Der Begriff der Erinnerung

Referent/in: Martin Sabrow, Potsdam

 

„Erinnerung“ ist einer der zentralen Verständigungsbegriffe unserer Zeit. Google, unser unbestechlicher Bedeutungsanzeiger für das gegenwärtig Gefragte, meldete im September 2007 für „Erinnerung“ 52 Millionen Einträge – mehr als doppelt so viele wie für „Freiheit“ (21 Mio.), sieben Mal mehr als für das Stichwort „Gerechtigkeit“ (7 Mio.), zwanzig Mal mehr als für „Gleichheit“ (2,5 Mio.) und fast vierzig Mal so viel wie für „Menschenwürde“(1,4 Mio.).

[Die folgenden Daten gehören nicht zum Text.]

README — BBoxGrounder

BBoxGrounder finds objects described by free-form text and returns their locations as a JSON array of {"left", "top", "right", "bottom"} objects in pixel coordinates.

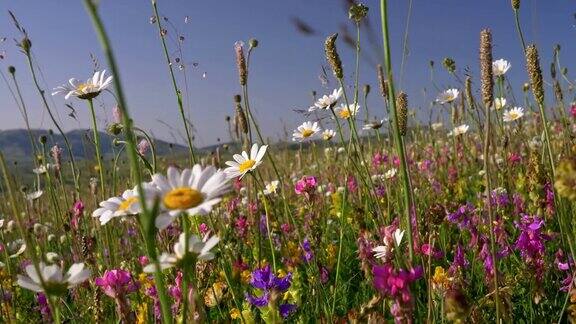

Der Wille zur Erinnerung prägt die öffentliche Gedenkkultur der Bundesrepublik, und dies bemerkenswerterweise auch und gerade dort, wo diese Erinnerung schmerzlich ist, wo sie Trauer wachruft und Beschämung erzeugt.
Der Vortrag geht der Rolle der Pathosformel „Erinnerung“ in der heutigen Geschichtskultur nach. Er  stellt ihr die historische Bedeutung des organisierten Vergessens gegenüber und diskutiert einzelne Gründe für die Konjunktur des biographischen Zeugnisses in der Bewältigung der genozidalen Lasten der Diktatursysteme des 20. Jahrhunderts der Extreme. Im weiteren erörtert er einzelne Spannungsfelder und Konfliktfelder des „memorial turn“, und widmet sich der Frage, inwieweit die Geschichtswissenschaft und besonders die Zeitgeschichte als Teil oder Korrektiv der Erinnerungskultur zu verorten ist.